Vector load "int4 veca1 = reinterpret_cast<int4*>(&a[2])[0];" valid?

The following gives segfault. Can I load vector in this way? My goal is to load a[2,3,4,5]?

__global__ void kernel_vector(int *a) {
    int4 veca1 = reinterpret_cast<int4*>(&a[2])[0];
    printf("%d %d %d %d\n", veca1.x, veca1.y, veca1.z, veca1.w);    
}

Hi,

did you check the return code of your kernel launch? Maybe an alinement issue? make sure ‘a’ is proper aligned for the int4 access.

Here is my full code

#include <stdio.h>
__global__ void kernel_vector(int *a) {
    //This prints well
    int4 veca = reinterpret_cast<int4*>(a)[0];
    printf("%d %d %d %d\n", veca.x,veca.y,veca.z,veca.w);

    //This segfaults 
    veca = reinterpret_cast<int4*>(&a[1])[0];
    printf("%d %d %d %d\n", veca.x,veca.y,veca.z,veca.w);

    //This also segfaults 
    int *a2 = &a[2];
    veca = reinterpret_cast<int4*>(a2)[0];
    printf("%d %d %d %d\n", veca.x,veca.y,veca.z,veca.w);
}


int main(){
    int N = 100000;
    int *a1, *da1;
    a1 = (int*)malloc(N*sizeof(int));
    cudaMalloc(&da1, N*sizeof(int));
    for (int i = 0; i < N; ++i)
        a1[i]  = i;
    cudaMemcpy(da1, a1, N*sizeof(int), cudaMemcpyHostToDevice);
    kernel_vector<<<1, 1>>>(da1); 
    cudaDeviceSynchronize();
    cudaMemcpy(a1, da1, N*sizeof(int), cudaMemcpyDeviceToHost);
    return 0;
}

This line is illegal (even if a is int4 aligned):

veca = reinterpret_cast<int4*>(&a[1])[0];

Suggestion: run your code with cuda-memcheck. I usually recommend that for everyone, before asking for help. It may help you to figure out the problem yourself, and even if not, the error output will be useful for others trying to help you.
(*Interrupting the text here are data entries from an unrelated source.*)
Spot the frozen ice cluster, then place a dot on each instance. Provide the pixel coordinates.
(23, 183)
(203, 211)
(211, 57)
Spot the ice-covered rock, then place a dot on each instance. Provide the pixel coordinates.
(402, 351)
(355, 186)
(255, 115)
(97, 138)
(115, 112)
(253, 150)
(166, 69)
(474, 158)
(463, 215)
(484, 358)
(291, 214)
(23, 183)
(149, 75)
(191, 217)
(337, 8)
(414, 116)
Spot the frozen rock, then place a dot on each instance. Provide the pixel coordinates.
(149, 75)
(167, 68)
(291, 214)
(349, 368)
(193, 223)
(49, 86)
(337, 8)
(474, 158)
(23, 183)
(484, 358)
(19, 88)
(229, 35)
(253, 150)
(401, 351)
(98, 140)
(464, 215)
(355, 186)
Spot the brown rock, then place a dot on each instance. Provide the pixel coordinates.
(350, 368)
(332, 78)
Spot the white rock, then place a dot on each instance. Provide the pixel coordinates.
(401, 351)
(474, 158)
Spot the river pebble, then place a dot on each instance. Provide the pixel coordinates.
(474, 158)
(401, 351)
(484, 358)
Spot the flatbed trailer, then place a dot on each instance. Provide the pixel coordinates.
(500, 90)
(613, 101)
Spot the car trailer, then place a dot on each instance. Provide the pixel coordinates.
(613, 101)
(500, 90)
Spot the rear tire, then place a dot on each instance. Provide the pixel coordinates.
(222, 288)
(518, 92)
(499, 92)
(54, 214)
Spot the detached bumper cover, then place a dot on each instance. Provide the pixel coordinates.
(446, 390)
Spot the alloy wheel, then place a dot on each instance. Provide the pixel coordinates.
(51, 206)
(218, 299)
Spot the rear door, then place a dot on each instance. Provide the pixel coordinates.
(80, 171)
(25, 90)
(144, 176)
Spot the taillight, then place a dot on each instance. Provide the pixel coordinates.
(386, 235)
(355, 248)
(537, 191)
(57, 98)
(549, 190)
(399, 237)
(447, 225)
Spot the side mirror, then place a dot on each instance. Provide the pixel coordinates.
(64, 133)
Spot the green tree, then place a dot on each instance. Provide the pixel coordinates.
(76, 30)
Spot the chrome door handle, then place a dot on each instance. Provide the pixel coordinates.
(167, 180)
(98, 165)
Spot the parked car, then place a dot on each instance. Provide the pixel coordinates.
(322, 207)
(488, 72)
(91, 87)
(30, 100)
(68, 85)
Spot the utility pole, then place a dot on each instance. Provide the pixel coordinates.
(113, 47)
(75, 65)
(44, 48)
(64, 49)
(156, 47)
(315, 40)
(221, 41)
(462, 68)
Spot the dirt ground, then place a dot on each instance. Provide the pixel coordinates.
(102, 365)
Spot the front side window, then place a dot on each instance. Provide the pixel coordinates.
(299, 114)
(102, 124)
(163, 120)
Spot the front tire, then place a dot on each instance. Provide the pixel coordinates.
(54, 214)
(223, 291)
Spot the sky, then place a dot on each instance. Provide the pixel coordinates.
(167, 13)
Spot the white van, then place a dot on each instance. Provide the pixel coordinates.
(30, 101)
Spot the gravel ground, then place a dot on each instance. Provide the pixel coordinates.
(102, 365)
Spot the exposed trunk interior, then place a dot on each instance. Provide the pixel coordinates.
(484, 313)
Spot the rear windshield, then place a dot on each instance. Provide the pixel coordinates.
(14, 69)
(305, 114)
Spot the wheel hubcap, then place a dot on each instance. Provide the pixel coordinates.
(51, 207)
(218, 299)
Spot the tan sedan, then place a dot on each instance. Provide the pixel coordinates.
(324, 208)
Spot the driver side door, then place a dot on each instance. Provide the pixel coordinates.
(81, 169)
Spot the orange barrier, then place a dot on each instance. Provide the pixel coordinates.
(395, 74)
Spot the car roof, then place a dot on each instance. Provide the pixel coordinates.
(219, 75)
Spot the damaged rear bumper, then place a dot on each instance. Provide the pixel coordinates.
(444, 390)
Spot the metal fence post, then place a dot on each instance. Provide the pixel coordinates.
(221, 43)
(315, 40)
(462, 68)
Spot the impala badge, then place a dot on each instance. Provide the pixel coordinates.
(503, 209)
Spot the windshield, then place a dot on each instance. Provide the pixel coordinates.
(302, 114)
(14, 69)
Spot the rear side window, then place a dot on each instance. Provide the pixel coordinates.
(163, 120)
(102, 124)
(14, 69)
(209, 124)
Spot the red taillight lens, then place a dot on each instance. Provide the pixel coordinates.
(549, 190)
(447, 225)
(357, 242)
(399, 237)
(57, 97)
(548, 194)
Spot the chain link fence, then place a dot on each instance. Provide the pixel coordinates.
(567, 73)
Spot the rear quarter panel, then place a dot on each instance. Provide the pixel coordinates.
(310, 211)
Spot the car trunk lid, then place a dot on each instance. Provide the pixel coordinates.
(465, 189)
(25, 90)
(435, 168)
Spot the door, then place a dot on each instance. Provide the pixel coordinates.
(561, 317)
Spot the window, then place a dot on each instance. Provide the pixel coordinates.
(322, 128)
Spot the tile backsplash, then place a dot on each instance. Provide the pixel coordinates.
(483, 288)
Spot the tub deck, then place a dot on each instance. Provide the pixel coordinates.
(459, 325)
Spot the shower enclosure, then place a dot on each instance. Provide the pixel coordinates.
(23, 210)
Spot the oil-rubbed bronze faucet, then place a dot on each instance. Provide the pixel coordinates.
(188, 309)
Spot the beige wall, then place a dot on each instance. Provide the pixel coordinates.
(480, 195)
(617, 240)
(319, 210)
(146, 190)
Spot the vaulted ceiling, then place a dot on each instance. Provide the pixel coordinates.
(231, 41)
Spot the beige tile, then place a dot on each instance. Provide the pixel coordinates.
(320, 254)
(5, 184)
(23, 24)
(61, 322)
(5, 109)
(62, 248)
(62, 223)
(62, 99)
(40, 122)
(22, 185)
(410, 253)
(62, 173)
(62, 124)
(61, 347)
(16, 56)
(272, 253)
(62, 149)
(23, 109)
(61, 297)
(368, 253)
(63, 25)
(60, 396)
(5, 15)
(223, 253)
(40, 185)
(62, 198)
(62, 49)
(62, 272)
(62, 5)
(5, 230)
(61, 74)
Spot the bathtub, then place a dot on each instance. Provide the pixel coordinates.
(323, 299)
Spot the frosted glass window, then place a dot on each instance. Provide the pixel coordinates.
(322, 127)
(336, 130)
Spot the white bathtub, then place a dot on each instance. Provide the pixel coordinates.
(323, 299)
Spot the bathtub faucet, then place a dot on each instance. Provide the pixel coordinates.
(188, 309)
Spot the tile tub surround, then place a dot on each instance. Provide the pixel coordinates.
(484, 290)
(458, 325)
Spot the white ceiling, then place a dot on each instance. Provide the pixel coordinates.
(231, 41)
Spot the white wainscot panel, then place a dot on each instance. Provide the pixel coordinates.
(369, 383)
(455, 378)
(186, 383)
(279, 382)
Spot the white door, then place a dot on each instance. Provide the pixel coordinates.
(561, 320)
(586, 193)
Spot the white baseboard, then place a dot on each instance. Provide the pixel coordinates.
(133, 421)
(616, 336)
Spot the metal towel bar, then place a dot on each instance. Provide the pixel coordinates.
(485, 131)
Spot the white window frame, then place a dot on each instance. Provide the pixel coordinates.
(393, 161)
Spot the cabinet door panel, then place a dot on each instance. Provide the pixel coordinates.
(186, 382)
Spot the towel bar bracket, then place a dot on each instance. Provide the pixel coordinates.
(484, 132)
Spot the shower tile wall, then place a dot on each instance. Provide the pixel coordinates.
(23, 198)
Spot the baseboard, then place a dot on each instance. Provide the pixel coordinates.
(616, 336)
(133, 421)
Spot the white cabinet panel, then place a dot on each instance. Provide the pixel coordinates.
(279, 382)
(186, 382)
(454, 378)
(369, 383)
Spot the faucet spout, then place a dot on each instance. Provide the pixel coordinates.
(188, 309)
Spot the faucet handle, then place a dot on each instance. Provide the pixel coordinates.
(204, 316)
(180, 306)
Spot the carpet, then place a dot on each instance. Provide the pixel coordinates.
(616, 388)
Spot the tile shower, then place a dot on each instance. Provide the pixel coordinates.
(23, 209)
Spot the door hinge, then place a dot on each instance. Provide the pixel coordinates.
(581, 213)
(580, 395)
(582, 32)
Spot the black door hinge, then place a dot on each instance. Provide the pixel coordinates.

In short, the GPU has natural alignment requirements, which are spelled out in the programming guide:

https://docs.nvidia.com/cuda/cuda-c-programming-guide/index.html#device-memory-accesses

that line of code violates those requirements. cuda-memcheck will say something like this:

=========     Address 0x7ff445c00004 is misaligned

one possible alternative for this case. Instead of this:

veca = reinterpret_cast<int4*>(&a[1])[0];
    printf("%d %d %d %d\n", veca.x,veca.y,veca.z,veca.w);

do this:

int *pa1 = &a[1];
    printf("%d %d %d %d\n", pa1[0],pa1[1],pa1[2],pa1[3]);

Thank you very much for answers. I thought cudaMalloc guarantees alignment. Because “int4 veca = reinterpret_cast<int4*>(a)[0];” just works.
How can I do alignment?

cudaMalloc does guarantee alignment (to a 512 byte boundary, or something like that). a[0] is aligned to a 4 byte, 8-byte, 16-byte etc. boundary.

But if a[0] is aligned to a 16-byte boundary, by definition a[1] is not (for a of type int*, float*, double*, etc.) You cannot offset an arbitrary amount of bytes from that boundary and expect that you still have alignment.

I’ve edited my previous response to suggest an alternate approach that doesn’t trip over alignment.